The formalization of the economy has compelled small and medium business owners from the non-metro cities to bring their proceeds into the formal financial system, creating a new pool of investable surplus, said Sandeep Jethwani, co-founder, Dezerv.

Bhaskar Bukrediwala, head of PMS at IIFL Capital, recently conducted 200 meetings and hosted events in tier 2 cities and beyond. “Individuals here are inheriting wealth from their earlier generations. Some cities are growing faster, and they have also seen a jump in property prices, which has led to wealth creation,” said Bukrediwala. “A part of this wealth is getting allocated to PMSes.”

Suguna Vinodh, a food blogger from Coimbatore, is one such investor. She has been investing in direct stocks, bonds, and mutual funds for over a decade. Around four years ago, she added NAFA, a Chennai-based PMS, to her portfolio.

“I wanted some diversification in my portfolio, and Balaji Vaidyanath, the fund manager at NAFA Asset Managers, is a good friend. His fund was performing well, so I invested,” said Suguna.

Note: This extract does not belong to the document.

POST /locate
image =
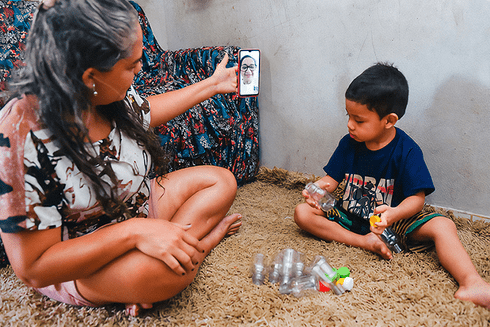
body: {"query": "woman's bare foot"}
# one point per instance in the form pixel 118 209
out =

“In PMS, the updates are real-time—every day, I can see what the fund manager bought or sold. In a mutual fund, the factsheet comes only monthly,” she said. “Plus, there is a personal touch in a PMS. I can call the relationship manager any day and ask about the rationale behind an investment. The downside is that every churn is taxable, although it evens out over the long term.”

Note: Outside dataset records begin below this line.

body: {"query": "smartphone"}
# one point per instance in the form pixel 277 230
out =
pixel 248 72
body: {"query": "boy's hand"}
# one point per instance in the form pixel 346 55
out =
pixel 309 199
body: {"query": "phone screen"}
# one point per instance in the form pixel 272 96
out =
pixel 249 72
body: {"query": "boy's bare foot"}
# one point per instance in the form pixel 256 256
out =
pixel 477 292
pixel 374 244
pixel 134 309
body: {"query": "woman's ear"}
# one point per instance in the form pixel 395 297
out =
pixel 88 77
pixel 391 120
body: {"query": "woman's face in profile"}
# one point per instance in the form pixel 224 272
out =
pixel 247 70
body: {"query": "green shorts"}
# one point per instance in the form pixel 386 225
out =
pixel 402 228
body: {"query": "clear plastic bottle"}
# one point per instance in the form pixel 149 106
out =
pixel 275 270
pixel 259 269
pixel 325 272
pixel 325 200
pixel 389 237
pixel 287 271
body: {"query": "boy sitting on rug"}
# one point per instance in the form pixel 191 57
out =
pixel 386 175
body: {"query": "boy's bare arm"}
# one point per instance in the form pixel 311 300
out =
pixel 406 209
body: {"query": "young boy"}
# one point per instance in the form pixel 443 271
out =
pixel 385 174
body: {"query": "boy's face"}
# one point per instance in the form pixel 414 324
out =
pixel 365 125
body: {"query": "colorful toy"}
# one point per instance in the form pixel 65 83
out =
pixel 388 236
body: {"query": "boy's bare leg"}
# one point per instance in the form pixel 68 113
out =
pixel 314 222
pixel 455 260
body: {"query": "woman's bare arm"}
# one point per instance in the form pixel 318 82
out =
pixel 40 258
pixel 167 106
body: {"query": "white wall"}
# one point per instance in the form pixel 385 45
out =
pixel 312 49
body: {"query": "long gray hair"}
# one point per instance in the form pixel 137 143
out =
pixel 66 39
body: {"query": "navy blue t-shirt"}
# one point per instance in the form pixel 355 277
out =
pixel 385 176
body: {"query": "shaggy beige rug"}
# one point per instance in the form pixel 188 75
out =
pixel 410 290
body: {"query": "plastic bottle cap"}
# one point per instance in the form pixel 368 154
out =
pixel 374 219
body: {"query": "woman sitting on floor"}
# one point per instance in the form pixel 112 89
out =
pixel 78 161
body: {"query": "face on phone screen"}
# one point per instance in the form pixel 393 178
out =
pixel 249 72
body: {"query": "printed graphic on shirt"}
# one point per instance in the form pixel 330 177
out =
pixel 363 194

Some investors are simply looking to protect and grow inherited family wealth, according to Megha Jose, CEO of Fortune Wealth Management, a PMS that her father started.

“My experience may be different since I grew up around markets, but many of my friends and clients who have tried investing on their own, lost money or found it too complicated to self-manage,” Jose said.

“My experience may be different since I grew up around markets, but many of my friends and clients who have tried investing on their own, lost money,” Jose said.

Many heirs are not so keen on running traditional family businesses, especially in places like Coimbatore, where long-established textile and auto-component units have either shut down or are winding down, she said. These families have built substantial wealth over decades, and the younger generation now prefers to channel that money into capital markets through family offices, Jose said.

Deeper distribution

The growing number of PMS distributors in non-metros has contributed to this change. Their count rose from 11,299 in April to 17,027 as of October, according to the Association of Portfolio Managers of India (APMI). APMI began disclosing data on distributors in April this year.

“The distribution network has expanded far beyond metros, and many distributors now cater to HNIs in tier-2 and tier-3 cities as well,” said Pramod Gubbi, co-founder at Marcellus Investment Managers. In non-metro cities, investments are still largely distributor-led, Gubbi said.

Pallava Rajan, founder at PMS Bazaar, said that in recent years, investors have been inquiring about PMSes in tier 1 cities and beyond. “They see a particular fund doing well and ask distributors why they are not selling that fund.”